A new study suggests teenagers who use Instagram are happier than we think

 

By Chris Stokel-Walker

Anxiety stemming from the use of social media has become a common trope as we spend more and more of our lives online, with big tech platforms pinpointed as to blame.

And yet a new study out of the Netherlands suggests that the situation may be more nuanced than we first thought, at least when it comes to Instagram.

Research by academics at the University of Amsterdam’s School of Communication Research looks at more than 210,000 Instagram direct messages  belonging to around 100 adolescents in the eighth and ninth grade. The contents of their DMs were analyzed to discern whether the participants expressed positive or negative sentiment; study subjects were also asked to complete a dozen biweekly surveys asking how happy they felt in the previous seven days.

The result: Teens sent DMs containing expressions of happiness four times more frequently than sad ones, while there was no significant relationship between the emotions expressed in a user’s DMs and how they felt IRL.

“All the headlines you see in newspapers, and the stuff we’ve done previously, looks a lot at time spent on social media and not at the content you consume,” says Tim Verbeij, one of the coauthors of the paper. Verbeij and his colleagues’ paper does something different, looking at the actual content that users encounter while on social media, rather than simply investigating the link between time spent on a platform and their well-being and happiness.

Verbeij says that the findings are notable. “Our interpretation of the findings is that Instagram can be beneficial for normal emotional development,” he says. In part, that could be down to the timeframe in which the experiment was conducted: Starting in November 2019, the surveys spanned the pandemic, meaning that for some users caught in strict government-enforced lockdowns, social media was a way to stay connected to friends when they couldn’t meet in person. “In this case, Instagram might be very beneficial for them to express their happiness or when they’re sad, with their friends,” he says.

Nevertheless, Verbeij didn’t expect to find that Instagram would be positively associated with well-being. “I think [teenagers] are better at managing their social media use than we maybe expect,” says Verbeij. “Of course they can spend a lot of time on social media and it can interrupt them doing their homework—but it also really helps them to communicate with their peers.”

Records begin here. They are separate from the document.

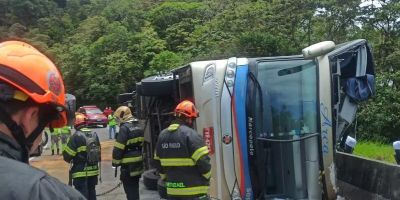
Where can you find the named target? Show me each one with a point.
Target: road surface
(57, 167)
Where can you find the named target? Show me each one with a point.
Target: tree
(163, 62)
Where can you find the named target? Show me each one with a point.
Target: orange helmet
(187, 109)
(80, 120)
(34, 75)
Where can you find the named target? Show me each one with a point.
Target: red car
(94, 116)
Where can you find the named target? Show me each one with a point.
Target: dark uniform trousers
(127, 154)
(86, 186)
(131, 187)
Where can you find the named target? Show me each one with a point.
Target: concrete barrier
(371, 175)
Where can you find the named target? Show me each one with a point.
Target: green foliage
(379, 120)
(103, 47)
(163, 63)
(376, 151)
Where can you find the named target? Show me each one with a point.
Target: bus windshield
(284, 110)
(289, 95)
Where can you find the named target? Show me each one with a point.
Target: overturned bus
(272, 124)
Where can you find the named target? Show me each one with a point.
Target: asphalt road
(57, 167)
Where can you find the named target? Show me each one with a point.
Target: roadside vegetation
(375, 150)
(103, 47)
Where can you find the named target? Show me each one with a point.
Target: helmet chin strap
(18, 133)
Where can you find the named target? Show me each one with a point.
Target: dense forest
(104, 46)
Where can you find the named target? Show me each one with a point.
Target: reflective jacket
(21, 181)
(182, 160)
(56, 132)
(66, 130)
(127, 151)
(75, 151)
(111, 120)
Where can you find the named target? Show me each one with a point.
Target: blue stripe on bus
(240, 92)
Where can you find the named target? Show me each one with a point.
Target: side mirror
(318, 49)
(350, 144)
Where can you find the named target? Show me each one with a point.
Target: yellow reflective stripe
(89, 168)
(136, 173)
(135, 140)
(85, 174)
(81, 148)
(207, 175)
(132, 159)
(163, 176)
(199, 153)
(167, 162)
(173, 127)
(85, 130)
(156, 156)
(119, 145)
(116, 161)
(188, 190)
(70, 151)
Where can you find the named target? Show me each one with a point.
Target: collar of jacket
(10, 148)
(131, 120)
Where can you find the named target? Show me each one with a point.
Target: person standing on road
(83, 151)
(112, 126)
(182, 156)
(31, 98)
(55, 141)
(127, 152)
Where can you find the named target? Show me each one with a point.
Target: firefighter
(83, 152)
(31, 97)
(127, 152)
(111, 126)
(65, 132)
(182, 157)
(55, 141)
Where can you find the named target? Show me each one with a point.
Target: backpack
(92, 148)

That’s a significant addition to our understanding of how teenagers interact with social media—and in their own voice, too. “This is an important paper in large part because it focuses on DMs via data donation of adolescents’ own archives which allows a meaningful window into non-public social media spaces of young people,” says Tama Leaver, professor of internet studies at Curtin University in Australia, and the coauthor of an academic book on Instagram. (Leaver was not affiliated with the University of Amsterdam study.) “Non-public spaces are less studied quantitively simply because access is harder to get, so the data donation model is an important way of opening those spaces to researchers.”

Leaver also believes that the findings are “a useful corrective to the wide sense at the moment that most social media is bad most of the time.” Teenagers expressing more happiness than sadness is comparatively counterintuitive, says Leaver. “This work certainly suggests this social media space is largely a positive one.”

That finding that social media can be positive contradicts several studies, including a 2021 analysis by Harvard University researchers that the use of certain social media platforms, like Snapchat, Facebook, and TikTok, preceded the worsening of depressive symptoms among more than 5,000 users. In 2019, Fast Company even ran an opinion piece by a sociologist titled “Yes, social media is making you miserable”. There are, of course, a number of—sometimes grim—red flags around the use of the world’s favorite platforms.

It’s undeniable that for many teenagers, social media is a pressure cooker of anxiety that can have real-world ramifications. The U.K. is currently debating an Online Safety Bill that has in recent months been overhauled because of campaigning by the father of Molly Russell, a British teenager whom a coroner ruled in September killed herself because she consumed harmful online content. Russell was shown content relating to self-harm, depression, and suicide on Instagram and Pinterest in the weeks and months leading up to her death.

“Online harms to children, like eating disorder content, self-harm, and suicide content, have real-world impacts on our communities,” says Imran Ahmed, chief executive officer of the Center for Countering Digital Hate, a nonprofit focusing on social media and the internet.

Yet it’s also, increasingly, a key part of growing up in a world online. “For me personally, I would say that social media is really becoming part of normal emotional development for adolescents,” says Verbeij. “Of course it can also be detrimental, but that’s how I look at it.”